Flowers in a Crystal Vase by Les Bares

3rd place winner of the Streetlight 2015 Poetry Contest.

Flowers in a Crystal Vase – Manet, 1882


At the members only showing
of flower paintings, we old folks
dress for comfort. Women in flats
and boutique slacks, light sweaters,
conservative colors, but still
striving for a sense of style.
We men—not so much.
A leather jacket seems to be
the best we can do. As if somewhere
in the back of our memory, a whisper
tells us this makes us debonair,
perhaps a little dangerous, walking
among still-life flower arrangements.

The young guards herd us along,
keep us from getting too close
to the art. I am warned
to put my pen away.
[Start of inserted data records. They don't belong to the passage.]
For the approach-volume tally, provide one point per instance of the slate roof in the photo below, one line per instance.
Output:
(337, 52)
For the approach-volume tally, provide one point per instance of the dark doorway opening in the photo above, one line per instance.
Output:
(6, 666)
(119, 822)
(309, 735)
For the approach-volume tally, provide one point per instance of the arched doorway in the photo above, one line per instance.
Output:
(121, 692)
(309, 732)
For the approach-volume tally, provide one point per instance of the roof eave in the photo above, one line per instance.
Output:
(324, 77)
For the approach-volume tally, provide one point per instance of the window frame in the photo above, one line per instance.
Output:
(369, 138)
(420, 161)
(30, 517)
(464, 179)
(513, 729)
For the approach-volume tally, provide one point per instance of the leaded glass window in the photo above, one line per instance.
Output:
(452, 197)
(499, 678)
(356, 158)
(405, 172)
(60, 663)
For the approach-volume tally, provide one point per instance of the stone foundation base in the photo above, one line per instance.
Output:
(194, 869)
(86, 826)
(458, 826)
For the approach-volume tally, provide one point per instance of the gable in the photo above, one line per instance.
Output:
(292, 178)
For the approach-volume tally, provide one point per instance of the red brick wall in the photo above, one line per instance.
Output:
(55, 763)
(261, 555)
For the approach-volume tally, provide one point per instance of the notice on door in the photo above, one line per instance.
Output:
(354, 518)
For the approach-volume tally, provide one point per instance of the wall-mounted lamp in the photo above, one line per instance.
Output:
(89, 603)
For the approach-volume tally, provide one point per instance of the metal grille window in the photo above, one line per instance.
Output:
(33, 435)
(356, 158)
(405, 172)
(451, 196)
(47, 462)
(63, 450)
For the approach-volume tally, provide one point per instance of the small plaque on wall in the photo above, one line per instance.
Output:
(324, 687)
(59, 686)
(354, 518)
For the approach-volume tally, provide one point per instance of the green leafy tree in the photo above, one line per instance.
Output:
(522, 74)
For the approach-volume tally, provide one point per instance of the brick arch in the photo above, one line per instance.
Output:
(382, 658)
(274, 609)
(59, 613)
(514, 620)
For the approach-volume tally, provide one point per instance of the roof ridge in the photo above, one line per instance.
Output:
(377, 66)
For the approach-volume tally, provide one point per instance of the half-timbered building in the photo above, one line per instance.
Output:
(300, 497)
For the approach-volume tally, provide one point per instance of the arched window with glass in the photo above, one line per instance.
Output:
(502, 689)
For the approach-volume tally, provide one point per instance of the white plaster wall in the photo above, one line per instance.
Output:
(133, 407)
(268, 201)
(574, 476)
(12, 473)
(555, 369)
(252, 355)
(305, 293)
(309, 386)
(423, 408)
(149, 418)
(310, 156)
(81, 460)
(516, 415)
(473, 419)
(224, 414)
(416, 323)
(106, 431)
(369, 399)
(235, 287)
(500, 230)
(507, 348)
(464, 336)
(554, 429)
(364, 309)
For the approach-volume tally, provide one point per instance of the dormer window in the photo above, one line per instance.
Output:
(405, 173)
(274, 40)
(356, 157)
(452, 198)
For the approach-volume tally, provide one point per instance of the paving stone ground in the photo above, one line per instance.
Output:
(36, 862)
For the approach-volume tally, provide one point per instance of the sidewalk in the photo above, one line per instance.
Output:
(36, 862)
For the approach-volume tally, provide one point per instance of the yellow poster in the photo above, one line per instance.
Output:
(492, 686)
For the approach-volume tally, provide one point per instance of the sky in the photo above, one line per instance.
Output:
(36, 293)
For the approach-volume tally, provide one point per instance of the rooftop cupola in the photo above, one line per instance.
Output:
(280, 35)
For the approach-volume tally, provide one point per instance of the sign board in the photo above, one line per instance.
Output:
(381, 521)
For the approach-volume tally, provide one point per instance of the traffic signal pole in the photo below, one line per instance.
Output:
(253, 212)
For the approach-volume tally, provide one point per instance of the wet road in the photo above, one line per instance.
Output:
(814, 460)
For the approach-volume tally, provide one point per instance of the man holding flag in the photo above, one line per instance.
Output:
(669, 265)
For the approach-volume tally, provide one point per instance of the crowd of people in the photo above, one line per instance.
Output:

Apparently
I am the type that might attack
a white carnation, trace blue lines
around its petals—Perhaps

we retirees are dangerous
glued to our smart phones pretending
to listen to the wi-fi podcast
on the evolution of floral composition,
when we are really secretly planning
the heist of a Manet. A lovely still-life
to adorn our graves. Clusters
of bright white light dazzling
the eye sight of the living.

Les Bares
Les Bares is a retired high school English teacher who lives in Richmond, Virginia. His poems have appeared in The Cream City Review, Spillway, Slipstream, Stand Magazine (U.K.), San Pedro River Review, Red Earth Review, Temenos, THAT Literary Review, The Foliate Oak, and other literary journals.